If only. The panel discussed but one thing: whether the time period for a hypomanic episode should be shortened from its current cut-off of at least four days to at least two days. “Duration criteria” clearly matters. For instance, being wildly excited about something for one day doesn’t tell us much. Four days gives us something to go on.
For mania, the duration criteria is seven days, for depression two weeks. To give you a personal example, one I have related a number of times here before: The 2004 election didn’t turn out the way I anticipated. I immediately fell into a depression.
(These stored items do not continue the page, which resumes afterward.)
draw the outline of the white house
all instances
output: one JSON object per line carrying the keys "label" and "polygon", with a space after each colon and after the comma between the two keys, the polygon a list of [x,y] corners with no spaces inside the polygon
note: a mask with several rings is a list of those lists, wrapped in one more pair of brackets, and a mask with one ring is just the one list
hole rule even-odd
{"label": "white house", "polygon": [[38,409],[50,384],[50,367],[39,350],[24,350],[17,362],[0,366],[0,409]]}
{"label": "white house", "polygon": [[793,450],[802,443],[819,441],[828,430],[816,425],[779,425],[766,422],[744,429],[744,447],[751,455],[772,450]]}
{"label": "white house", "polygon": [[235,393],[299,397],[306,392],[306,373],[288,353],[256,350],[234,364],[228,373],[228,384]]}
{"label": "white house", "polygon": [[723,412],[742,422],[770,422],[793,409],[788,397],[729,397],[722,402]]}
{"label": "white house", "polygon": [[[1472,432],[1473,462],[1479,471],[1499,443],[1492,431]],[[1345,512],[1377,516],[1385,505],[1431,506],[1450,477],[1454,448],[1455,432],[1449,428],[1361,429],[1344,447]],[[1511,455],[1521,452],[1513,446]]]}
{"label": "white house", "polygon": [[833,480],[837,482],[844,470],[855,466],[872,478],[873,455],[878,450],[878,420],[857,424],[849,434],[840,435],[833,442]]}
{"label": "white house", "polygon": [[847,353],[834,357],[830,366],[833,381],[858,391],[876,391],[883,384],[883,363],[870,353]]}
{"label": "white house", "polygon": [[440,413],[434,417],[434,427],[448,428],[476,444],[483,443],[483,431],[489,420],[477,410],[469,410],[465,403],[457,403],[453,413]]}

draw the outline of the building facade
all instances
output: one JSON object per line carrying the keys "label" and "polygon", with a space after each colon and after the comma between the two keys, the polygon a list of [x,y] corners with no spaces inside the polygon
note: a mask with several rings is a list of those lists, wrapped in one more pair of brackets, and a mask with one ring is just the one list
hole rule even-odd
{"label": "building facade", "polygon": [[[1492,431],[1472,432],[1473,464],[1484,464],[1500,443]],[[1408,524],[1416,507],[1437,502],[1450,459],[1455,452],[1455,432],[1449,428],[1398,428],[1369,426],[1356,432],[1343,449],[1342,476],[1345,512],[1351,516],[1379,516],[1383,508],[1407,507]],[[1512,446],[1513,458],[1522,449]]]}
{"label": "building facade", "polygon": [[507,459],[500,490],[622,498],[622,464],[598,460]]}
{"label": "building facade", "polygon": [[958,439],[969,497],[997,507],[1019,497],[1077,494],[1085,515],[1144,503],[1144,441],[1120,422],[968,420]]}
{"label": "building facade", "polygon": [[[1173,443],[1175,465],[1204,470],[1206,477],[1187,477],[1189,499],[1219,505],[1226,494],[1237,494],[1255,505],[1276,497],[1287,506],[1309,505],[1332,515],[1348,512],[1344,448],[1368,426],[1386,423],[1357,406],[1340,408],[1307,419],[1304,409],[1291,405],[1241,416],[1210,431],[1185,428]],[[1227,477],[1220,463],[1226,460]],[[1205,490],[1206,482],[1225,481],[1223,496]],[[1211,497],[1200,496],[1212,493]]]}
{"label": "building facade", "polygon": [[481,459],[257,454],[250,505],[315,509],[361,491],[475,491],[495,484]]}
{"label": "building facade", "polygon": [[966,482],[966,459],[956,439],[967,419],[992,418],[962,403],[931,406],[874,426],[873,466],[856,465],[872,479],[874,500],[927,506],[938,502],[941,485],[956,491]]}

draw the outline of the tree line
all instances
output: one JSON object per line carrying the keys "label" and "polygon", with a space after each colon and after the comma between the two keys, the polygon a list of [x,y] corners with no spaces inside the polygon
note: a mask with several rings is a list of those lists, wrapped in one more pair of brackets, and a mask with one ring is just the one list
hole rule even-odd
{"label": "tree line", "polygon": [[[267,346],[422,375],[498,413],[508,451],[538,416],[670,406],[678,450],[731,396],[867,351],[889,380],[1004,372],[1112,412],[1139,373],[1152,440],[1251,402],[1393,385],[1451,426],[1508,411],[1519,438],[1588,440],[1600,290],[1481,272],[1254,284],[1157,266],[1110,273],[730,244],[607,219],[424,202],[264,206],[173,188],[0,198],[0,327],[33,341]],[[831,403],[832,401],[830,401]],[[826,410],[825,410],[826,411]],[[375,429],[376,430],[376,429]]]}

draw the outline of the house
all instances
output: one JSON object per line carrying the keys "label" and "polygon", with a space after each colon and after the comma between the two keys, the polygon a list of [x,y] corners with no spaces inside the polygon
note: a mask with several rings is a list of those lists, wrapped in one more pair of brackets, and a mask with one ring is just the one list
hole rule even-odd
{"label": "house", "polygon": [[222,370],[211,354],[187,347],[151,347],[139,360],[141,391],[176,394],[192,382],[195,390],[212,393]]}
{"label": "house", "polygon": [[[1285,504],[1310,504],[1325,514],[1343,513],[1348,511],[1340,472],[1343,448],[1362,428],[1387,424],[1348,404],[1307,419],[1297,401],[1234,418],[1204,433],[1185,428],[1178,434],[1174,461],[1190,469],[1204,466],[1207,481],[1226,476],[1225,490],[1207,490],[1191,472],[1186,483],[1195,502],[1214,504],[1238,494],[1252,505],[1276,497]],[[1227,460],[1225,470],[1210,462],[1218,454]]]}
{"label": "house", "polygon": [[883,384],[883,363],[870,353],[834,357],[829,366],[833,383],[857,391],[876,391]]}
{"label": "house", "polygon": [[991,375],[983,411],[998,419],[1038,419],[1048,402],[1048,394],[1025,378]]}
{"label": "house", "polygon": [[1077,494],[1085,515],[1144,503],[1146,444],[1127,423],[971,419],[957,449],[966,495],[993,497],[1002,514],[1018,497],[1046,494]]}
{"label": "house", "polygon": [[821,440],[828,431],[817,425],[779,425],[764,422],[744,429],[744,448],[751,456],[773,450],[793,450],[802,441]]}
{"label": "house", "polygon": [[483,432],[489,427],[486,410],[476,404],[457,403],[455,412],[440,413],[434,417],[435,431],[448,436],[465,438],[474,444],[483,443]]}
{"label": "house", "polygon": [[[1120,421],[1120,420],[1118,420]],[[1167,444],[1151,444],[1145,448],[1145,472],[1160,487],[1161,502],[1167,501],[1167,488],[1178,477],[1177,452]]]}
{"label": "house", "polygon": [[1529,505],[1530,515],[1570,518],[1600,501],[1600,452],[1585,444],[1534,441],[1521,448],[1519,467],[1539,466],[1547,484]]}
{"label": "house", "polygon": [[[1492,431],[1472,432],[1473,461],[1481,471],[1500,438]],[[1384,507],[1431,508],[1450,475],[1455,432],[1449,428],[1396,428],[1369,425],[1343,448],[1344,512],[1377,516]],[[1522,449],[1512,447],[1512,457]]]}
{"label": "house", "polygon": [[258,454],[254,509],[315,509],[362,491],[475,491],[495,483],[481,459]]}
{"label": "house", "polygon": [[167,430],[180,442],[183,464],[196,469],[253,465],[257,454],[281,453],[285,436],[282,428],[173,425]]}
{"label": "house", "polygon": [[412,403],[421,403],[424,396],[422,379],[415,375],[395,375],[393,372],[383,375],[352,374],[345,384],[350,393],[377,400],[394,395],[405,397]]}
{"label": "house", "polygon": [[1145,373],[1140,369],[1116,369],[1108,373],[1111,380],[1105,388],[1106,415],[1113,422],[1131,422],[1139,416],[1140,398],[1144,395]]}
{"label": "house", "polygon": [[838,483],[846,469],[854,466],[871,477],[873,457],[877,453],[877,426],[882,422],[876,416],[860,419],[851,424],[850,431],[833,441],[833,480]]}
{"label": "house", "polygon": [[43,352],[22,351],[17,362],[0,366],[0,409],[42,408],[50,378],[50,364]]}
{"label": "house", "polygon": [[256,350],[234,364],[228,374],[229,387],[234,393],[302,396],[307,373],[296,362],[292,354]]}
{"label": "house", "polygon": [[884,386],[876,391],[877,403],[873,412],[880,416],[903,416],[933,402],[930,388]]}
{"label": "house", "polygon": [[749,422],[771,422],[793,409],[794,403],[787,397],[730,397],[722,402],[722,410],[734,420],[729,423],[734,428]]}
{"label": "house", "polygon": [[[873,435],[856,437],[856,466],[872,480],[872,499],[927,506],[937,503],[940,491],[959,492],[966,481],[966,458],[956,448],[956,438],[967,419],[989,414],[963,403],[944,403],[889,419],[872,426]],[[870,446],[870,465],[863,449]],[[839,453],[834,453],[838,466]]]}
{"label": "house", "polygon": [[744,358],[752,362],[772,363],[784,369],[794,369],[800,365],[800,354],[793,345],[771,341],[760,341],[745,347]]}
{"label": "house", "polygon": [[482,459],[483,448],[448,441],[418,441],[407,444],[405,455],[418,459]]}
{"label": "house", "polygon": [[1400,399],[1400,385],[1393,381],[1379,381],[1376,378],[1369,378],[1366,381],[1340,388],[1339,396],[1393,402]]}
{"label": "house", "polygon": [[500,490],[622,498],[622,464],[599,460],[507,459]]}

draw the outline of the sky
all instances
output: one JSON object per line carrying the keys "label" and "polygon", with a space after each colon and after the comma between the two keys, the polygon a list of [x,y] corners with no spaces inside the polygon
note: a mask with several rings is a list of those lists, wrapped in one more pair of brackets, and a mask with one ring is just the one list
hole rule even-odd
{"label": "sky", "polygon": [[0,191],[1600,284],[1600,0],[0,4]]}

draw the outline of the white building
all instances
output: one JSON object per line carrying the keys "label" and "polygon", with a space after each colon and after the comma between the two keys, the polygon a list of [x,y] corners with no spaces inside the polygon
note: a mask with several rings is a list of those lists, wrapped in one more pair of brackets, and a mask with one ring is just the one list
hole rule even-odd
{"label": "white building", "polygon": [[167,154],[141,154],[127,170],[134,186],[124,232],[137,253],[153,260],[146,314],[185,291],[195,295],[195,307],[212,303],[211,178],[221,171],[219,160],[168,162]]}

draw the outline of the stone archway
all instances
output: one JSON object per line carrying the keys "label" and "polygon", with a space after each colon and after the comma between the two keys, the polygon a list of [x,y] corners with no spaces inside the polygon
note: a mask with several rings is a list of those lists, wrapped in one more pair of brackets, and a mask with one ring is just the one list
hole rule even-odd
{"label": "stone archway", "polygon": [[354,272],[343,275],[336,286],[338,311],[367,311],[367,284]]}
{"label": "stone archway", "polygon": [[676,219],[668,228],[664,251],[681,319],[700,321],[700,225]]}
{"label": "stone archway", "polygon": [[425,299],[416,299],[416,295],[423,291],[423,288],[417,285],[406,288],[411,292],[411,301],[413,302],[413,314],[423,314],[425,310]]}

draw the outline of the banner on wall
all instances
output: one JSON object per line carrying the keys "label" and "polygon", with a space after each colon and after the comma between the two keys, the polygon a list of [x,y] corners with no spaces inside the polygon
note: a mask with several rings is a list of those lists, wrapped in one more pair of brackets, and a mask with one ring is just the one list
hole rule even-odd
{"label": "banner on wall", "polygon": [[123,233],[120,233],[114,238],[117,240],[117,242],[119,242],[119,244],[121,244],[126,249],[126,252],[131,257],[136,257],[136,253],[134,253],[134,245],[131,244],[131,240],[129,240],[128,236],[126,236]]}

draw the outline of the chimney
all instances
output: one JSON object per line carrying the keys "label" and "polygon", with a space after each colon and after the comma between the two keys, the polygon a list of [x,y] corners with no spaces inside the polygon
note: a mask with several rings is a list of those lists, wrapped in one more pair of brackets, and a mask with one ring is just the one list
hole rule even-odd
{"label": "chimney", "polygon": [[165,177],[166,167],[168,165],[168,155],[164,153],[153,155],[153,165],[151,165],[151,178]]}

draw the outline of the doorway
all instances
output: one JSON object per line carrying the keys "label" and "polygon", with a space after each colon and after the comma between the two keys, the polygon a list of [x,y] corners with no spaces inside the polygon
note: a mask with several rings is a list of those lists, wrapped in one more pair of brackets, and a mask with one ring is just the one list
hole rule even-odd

If one were to merely run through the symptom checklist and start counting, I was clearly a walking-talking psychiatric basket case.
But did I really have clinical depression (or to be more precise, a depressive episode in bipolar disorder)?
Well, to start, nearly half the people who voted, if not depressed as I was, weren’t feeling so hot, either. From our point of view, depression was the normal response. We’re supposed to have feelings, remember? But then, after a reasonable period of time, we’re supposed to pull out of it. Staying depressed for say two weeks is worrying, to say the least.
So here I was, at the International Bipolar Conference, slowly being bludgeoned into a thudding coma from a panel of experts discussing the relative merits of two days vs four days for hypomania. The members of the panel confessed to leaning toward two days back when they first met as a DSM-5 working group. But then they all found themselves persuaded by the research of Jules Angst, emeritus professor at Zurich University.
The term, formidable, hardly does justice to Dr Angst. Over a long and distinguished career, he has very much shaped our modern conception of depression and bipolar. Dr Angst’s findings on the two vs four day criteria were a total surprise. Previous studies of his strongly suggested adopting “softer” criteria for bipolar, which would have meant, among other things, shortening the duration criteria.
So, here was Dr Angst, a “soft” proponent, acting as an advisor to the DSM working group, bringing around the other softies to an unexpected “hard” view. If you’re an academic researcher, this is something to be wildly excited about. There is one major catch: The DSM is a real-world document that impacts millions of lives. It is not an academic paper that maybe 30 people will read.